Last year's garden I purposed to grow more food storage type things...STAPLES, if you will...and it worked out so well! Not only did I have less canning to do with winter storage foods, I had a constant supply of food with which to cook all winter. It was very exciting to use my own beautiful onions all the way through to the end of March! So I hope to do that again this year.
Here are some more thoughts I have come to about this year's garden, based on last years' results:
* The onions were beautiful and stored well last year- but I did run out. This year's goal is to get enough onions to last until next onion season so we planted about 250 onions (I stored about 140 last year). That should do it.
* Potatoes didn't do that great last year. I tried growing them in hay and there were some real beauties- but many of them were half eaten by moles/voles. The end harvest was very small compared to what it could have/SHOULD have been. We finished our homegrown potatoes within a month or two of harvesting them. Also, it was a lot of work to constantly be putting more hay on them (and I kept running out of hay). This year I will try to plant them in hills and see how they do. If they do well, I hope to next year add to the collage of gardens at Hopestead a new POTATO PATCH. The long term goal is to have enough potatoes to last through to the next season as well, and that will require a lot more space than I have been devoting to them so far. PLus, potatoes don't really like neighbors.
* I had a volunteer Delicata sprout up from nowhere and was super excited about it and let it grow. Turns out, though, that volunteer Delicata's are not that "delicata"- they were hard as BRICKS! I don't think I will let volunteers grow anymore because the end results are unreliable.
* The carrots grew well but some of them were seriously funky looking because I thinned them out too late. This year I am going to try
this seed tape method and see how it works.

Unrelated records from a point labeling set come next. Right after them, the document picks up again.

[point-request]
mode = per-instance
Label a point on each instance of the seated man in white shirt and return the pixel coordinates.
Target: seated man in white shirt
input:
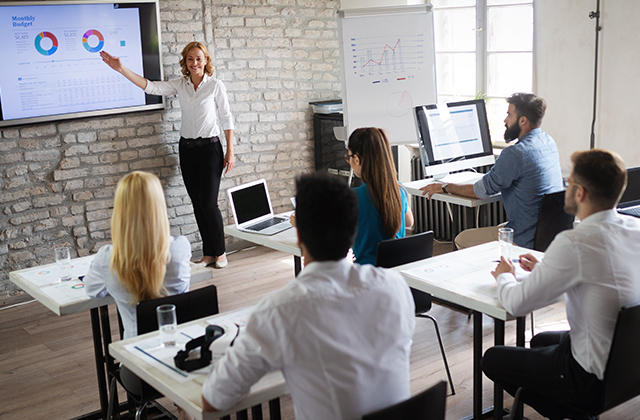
(341, 333)
(596, 267)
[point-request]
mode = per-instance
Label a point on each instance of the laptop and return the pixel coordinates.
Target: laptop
(252, 211)
(630, 200)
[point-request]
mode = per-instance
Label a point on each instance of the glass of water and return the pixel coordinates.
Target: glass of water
(167, 324)
(505, 239)
(63, 261)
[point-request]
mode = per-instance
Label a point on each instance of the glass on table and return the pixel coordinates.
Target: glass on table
(505, 240)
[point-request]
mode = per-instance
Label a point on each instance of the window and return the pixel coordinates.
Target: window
(484, 48)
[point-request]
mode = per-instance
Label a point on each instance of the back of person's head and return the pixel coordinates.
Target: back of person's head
(372, 146)
(602, 173)
(208, 68)
(530, 106)
(140, 236)
(326, 215)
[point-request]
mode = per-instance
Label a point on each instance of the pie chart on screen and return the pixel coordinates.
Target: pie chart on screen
(93, 37)
(46, 43)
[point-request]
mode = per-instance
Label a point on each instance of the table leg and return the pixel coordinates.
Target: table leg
(274, 409)
(297, 265)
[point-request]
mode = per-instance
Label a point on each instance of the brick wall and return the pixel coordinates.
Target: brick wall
(57, 179)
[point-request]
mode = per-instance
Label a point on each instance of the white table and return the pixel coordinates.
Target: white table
(464, 278)
(66, 298)
(186, 391)
(285, 241)
(470, 204)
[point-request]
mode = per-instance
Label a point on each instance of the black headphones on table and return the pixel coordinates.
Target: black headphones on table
(182, 361)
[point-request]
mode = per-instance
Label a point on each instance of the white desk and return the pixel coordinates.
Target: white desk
(464, 278)
(41, 283)
(186, 391)
(285, 241)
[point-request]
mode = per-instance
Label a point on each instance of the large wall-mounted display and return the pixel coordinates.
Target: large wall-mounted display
(51, 67)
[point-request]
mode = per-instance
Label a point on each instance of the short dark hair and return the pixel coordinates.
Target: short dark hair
(530, 106)
(326, 215)
(602, 173)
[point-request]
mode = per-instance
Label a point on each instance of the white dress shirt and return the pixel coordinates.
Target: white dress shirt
(341, 333)
(597, 266)
(200, 108)
(100, 281)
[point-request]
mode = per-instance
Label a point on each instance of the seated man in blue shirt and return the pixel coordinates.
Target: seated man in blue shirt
(595, 266)
(341, 333)
(523, 173)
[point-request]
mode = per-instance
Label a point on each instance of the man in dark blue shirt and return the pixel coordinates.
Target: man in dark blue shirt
(523, 173)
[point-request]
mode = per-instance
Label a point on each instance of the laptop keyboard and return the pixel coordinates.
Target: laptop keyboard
(263, 225)
(631, 211)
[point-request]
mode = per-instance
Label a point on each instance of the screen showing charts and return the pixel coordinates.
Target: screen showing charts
(453, 136)
(51, 62)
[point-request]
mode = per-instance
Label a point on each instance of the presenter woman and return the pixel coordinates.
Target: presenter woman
(383, 211)
(144, 261)
(203, 100)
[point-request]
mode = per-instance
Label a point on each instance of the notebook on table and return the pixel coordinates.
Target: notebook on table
(630, 200)
(252, 211)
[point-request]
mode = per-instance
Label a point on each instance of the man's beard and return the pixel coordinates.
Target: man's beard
(511, 133)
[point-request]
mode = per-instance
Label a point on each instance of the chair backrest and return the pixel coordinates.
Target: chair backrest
(622, 374)
(552, 220)
(427, 405)
(394, 252)
(191, 305)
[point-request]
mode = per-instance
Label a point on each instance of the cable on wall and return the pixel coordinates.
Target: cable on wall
(595, 15)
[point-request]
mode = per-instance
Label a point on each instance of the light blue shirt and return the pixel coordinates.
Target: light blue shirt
(100, 281)
(523, 173)
(370, 230)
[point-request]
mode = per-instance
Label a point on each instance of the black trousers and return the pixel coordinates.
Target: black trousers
(548, 373)
(202, 162)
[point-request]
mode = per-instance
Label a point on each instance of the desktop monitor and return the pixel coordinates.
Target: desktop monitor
(453, 137)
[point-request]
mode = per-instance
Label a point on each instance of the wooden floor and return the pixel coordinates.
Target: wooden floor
(47, 368)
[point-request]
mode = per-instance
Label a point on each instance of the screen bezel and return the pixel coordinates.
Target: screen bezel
(151, 57)
(433, 166)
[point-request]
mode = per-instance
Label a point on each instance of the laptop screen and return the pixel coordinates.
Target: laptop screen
(632, 193)
(251, 202)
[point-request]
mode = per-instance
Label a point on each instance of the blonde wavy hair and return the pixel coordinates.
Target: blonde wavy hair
(379, 173)
(140, 236)
(208, 68)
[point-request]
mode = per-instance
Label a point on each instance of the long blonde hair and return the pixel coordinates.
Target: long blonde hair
(140, 236)
(208, 68)
(379, 173)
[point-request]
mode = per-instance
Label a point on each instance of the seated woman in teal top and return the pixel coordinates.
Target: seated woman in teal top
(383, 207)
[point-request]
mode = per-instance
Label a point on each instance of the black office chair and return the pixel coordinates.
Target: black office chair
(394, 252)
(427, 405)
(622, 373)
(552, 220)
(190, 306)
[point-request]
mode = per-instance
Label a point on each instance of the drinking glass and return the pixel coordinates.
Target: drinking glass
(167, 324)
(63, 260)
(505, 239)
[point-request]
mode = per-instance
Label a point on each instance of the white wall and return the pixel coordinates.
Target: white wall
(564, 67)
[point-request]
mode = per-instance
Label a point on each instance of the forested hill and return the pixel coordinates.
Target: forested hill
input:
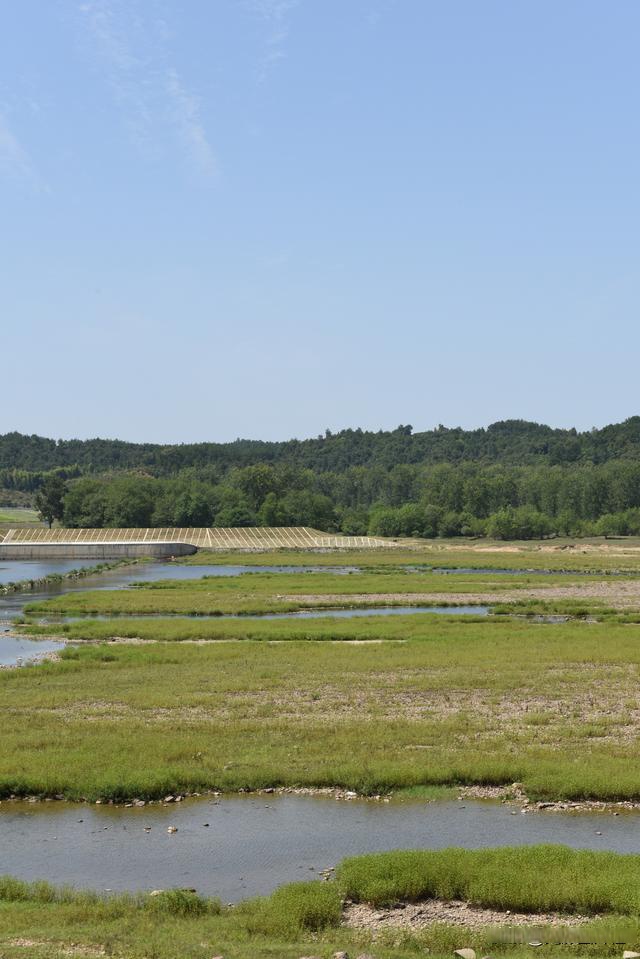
(512, 442)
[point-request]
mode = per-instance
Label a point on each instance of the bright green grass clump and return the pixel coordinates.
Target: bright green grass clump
(305, 918)
(526, 879)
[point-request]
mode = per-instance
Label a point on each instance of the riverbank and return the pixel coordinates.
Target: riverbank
(461, 703)
(493, 899)
(27, 585)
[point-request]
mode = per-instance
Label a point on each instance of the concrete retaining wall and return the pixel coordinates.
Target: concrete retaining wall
(97, 551)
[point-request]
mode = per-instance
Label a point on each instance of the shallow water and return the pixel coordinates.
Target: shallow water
(14, 571)
(254, 844)
(299, 614)
(12, 604)
(15, 649)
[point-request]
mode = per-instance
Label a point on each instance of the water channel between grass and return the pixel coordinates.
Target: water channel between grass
(236, 847)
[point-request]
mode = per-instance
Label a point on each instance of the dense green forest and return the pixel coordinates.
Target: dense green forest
(511, 480)
(516, 442)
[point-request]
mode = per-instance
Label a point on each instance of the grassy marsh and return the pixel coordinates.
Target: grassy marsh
(286, 592)
(556, 707)
(306, 918)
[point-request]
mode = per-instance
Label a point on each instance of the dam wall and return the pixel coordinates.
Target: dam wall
(97, 551)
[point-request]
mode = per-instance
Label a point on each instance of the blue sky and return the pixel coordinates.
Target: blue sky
(264, 218)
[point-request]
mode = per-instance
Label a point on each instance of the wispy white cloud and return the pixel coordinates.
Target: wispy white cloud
(131, 43)
(275, 15)
(185, 108)
(15, 161)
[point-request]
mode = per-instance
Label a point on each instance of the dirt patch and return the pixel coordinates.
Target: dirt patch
(453, 913)
(64, 949)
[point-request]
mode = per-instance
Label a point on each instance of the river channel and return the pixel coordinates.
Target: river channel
(236, 847)
(15, 650)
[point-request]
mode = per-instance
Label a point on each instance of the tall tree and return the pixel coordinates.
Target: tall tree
(50, 499)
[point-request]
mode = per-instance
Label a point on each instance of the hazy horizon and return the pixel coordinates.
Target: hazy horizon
(266, 218)
(302, 437)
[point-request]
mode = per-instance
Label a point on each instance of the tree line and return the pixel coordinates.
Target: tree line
(467, 499)
(513, 442)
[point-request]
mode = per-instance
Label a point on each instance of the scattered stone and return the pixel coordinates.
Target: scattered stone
(452, 912)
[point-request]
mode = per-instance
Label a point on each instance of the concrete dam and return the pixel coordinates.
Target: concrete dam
(99, 544)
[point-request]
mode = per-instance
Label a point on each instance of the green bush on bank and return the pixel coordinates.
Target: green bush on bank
(528, 879)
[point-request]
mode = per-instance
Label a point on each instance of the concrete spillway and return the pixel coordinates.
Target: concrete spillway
(161, 543)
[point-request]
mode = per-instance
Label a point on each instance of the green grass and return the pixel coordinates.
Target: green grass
(166, 629)
(266, 592)
(552, 706)
(18, 516)
(591, 555)
(524, 879)
(304, 918)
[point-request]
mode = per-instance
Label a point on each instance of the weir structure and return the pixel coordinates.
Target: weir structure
(38, 543)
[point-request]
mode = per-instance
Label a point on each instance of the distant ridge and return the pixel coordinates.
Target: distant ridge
(513, 442)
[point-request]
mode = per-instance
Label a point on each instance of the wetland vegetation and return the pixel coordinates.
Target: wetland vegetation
(411, 705)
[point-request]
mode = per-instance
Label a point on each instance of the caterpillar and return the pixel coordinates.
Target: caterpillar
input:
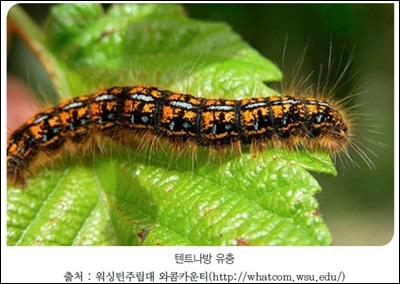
(277, 121)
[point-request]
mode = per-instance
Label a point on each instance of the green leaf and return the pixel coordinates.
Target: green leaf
(161, 196)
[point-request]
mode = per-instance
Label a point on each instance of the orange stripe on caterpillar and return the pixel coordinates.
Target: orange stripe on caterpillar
(286, 122)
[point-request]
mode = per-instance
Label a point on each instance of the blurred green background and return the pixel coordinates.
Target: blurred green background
(358, 205)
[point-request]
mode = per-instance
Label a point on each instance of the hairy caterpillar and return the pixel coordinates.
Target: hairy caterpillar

* I didn't grow cilantro last year and I completely and utterly regretted it. This year I will.
* I forgot to get the garlic in last fall. Garlic grows much better in the fall than in the spring- BUT, I am going to grow it this spring anyway if only to HAVE SOME. And come fall, I hope to actually GET IT IN THE GROUND.
* With all the perennial bits and bobs I got at yard sales/ given to me by neighbors, etc. I have forgotten what some of the names are! In some cases this spring, it was hard to know what to weed and what was a plant! I hope to mark them this year. Maybe using
these?
* Last years' tomatoes were AMAZING-but I lost a good portion of them because I didn't stake them up until it was too late and many were fallen over. I had intended to try this
clothesline-type stake but it never got done. This year, instead of hoping for a complicated, intricate staking system, I am just going to stake them with poles so it actually gets
done.
* Cabbage is great fun to grow- and they actually store well too! I doubled the amount of cabbage I am growing this year.
* Our corn crop was beautiful last year, for the first time ever, but not knowing how to tell when to pick, I often picked it when it was a bit starchy. I must look into when the best time to pick corn and how to tell when it is at its' best.
* Last year I planted in rows (because rows are pretty!) but this year I am planting in more of a square foot style. Every four feet I am making walkways, too, in hopes to keep the soil from being trod upon too much. So far, little feet have followed the little paths. We'll see how it fares over the long haul.
* I LOVED LOVED LOVED having a separate pumpkin patch last year. If you grow pumpkins and you plant them in your garden, I HIGHLY suggest you try to plop the seeds in a different area and free up some space in the garden. You won't regret it!
* I need to figure out a good weeding system for the strawberry patch. It is OVER RUN with weeds and when you pull them, up come strawberry plants!
So I guess that is about it.
For you gardeners out there... What did you learn from last year? What will you be doing differently this year?